Si nous prenons le sujet de l’urgence climatique, la réponse dans ce rapport est très chère au « libéralisme macronien », avec toutes les propositions dont on sait qu’elles sont impossibles à réaliser en même temps, surtout si on veut, comme dit le rapport, mettre en adéquation l’offre et la demande. Nous savons que l’urgence, c’est d’offrir une alternative à la voiture avec un RER toulousain, que de nombreux maires présents ici ont appelé de leurs vœux. Enfin, s’agissant de la culture et du rayonnement de notre métropole, nous retrouvons dans ce rapport la proposition de ce fameux événement culturel, qui revient régulièrement depuis des dizaines d’années, et qui donnerait une visibilité et une attractivité à notre région.

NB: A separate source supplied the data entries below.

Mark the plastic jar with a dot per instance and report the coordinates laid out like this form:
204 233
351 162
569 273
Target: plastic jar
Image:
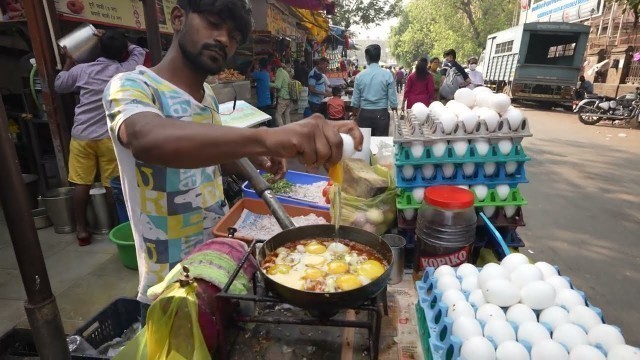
445 228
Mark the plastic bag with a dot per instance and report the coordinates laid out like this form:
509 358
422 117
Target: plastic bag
375 215
172 330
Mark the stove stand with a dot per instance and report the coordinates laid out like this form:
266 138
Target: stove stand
372 324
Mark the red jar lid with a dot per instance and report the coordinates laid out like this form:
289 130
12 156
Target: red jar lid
449 197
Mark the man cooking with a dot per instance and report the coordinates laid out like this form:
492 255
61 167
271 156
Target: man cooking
166 129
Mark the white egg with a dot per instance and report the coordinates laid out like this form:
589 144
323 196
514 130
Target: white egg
468 168
448 170
417 148
585 352
477 348
505 146
525 274
585 317
503 191
624 352
444 270
490 272
569 299
514 116
428 170
532 333
513 261
448 120
409 214
407 172
499 331
509 210
482 146
480 191
510 167
606 336
489 168
476 298
547 350
489 312
558 282
439 148
421 111
520 313
465 96
511 350
501 292
538 295
470 120
554 316
490 117
570 335
460 147
489 210
450 297
547 269
469 283
465 328
418 194
466 270
447 283
500 103
461 309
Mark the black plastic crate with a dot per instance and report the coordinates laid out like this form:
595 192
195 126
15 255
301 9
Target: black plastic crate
111 322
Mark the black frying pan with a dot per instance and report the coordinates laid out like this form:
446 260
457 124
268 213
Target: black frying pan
318 303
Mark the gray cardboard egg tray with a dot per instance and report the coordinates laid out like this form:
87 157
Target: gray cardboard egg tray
433 130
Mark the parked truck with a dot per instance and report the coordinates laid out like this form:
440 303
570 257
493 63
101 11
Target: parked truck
535 62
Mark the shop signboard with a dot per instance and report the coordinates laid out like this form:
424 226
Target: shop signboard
120 13
559 10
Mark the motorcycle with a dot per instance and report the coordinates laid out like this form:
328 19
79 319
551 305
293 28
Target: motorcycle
595 108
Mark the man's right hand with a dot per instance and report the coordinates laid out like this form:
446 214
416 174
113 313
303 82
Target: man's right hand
315 140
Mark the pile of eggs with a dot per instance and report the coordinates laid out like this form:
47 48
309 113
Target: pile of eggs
517 310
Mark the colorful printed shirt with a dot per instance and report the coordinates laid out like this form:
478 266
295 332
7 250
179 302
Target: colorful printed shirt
171 210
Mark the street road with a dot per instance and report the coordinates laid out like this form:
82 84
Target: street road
584 210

Mais faut-il, finalement, créer cet événement de toutes pièces, surtout dans la période que nous traversons, ou tout d’abord travailler sur une meilleure visibilité de nos atouts, de nos forces, de nos talents, avec un soutien à celles et ceux qui ont des difficultés à s’exprimer ? Je pense à la danse, l’art de la rue, au cirque, au théâtre, à l’écriture, à la musique. Je pense aussi, bien sûr, à des pépites, comme le laboratoire des arts et de la scène.

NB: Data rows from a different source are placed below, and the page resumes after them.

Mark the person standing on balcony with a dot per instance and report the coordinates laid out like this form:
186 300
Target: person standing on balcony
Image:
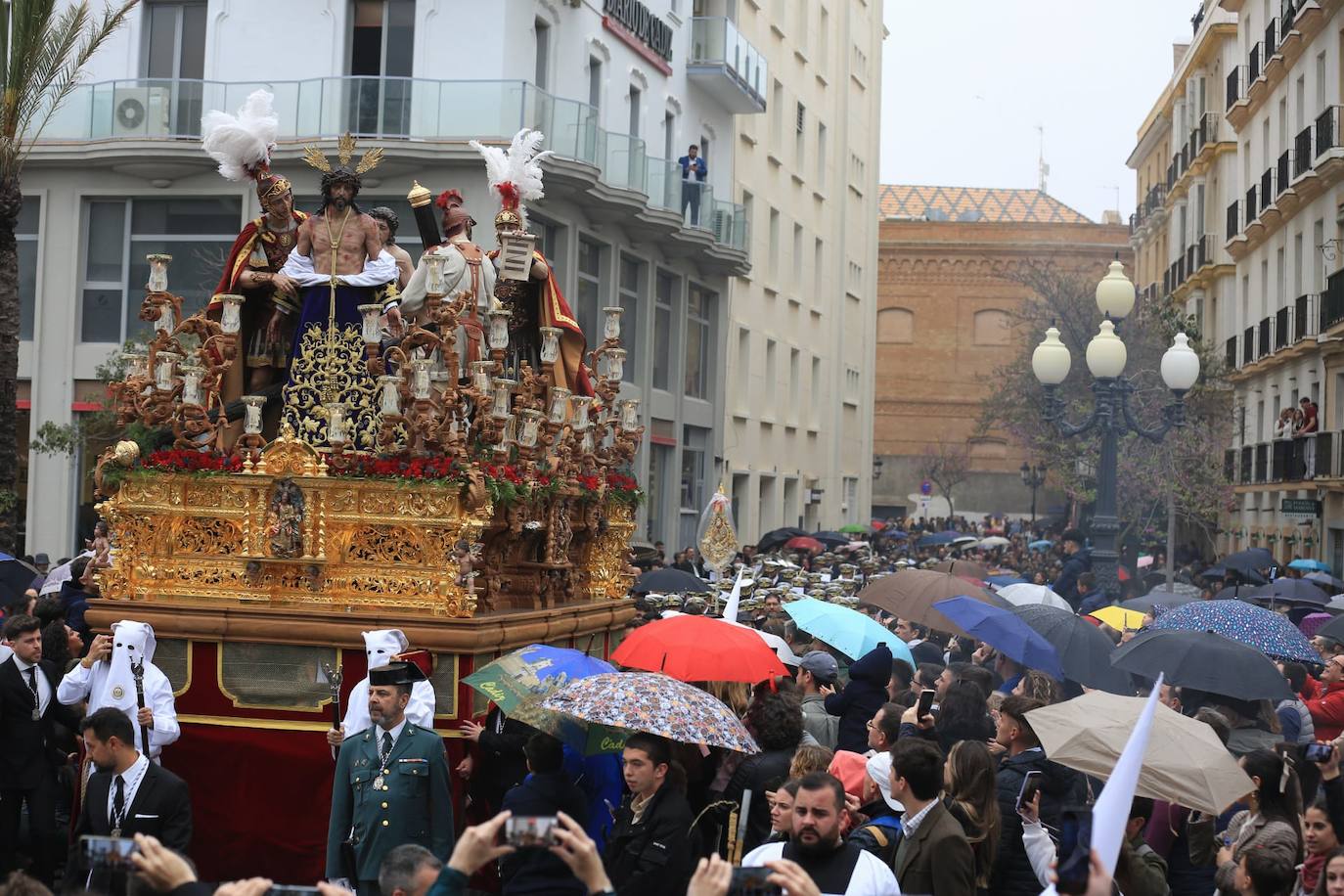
693 182
1308 431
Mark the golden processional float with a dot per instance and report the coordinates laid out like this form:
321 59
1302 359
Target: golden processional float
488 507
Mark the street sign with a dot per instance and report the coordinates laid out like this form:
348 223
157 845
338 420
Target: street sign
1300 507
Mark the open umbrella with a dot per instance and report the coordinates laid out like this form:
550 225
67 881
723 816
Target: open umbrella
1256 626
1161 598
1289 590
1003 632
1084 649
1249 560
1026 594
776 538
669 582
910 594
699 649
519 680
1186 763
1325 580
847 630
963 568
804 543
654 702
935 539
1206 661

Tout ceci peut nous donner à penser à de nouvelles formes à inventer qui fassent de notre métropole un lieu, où la création, le vivre-ensemble, se produire, est accessible pour toutes et tous. Vous l’aurez compris, dans ce contexte de crise, nous devons collectivement être à la hauteur des enjeux qui nous attendent. Notre groupe d’opposition ne restera pas dans une posture politique. Nous sommes prêts à être force de propositions, tout en restant bien sûr fidèles aux valeurs et convictions qui sont les nôtres et que nous défendrons pour relever les défis qui nous attendent.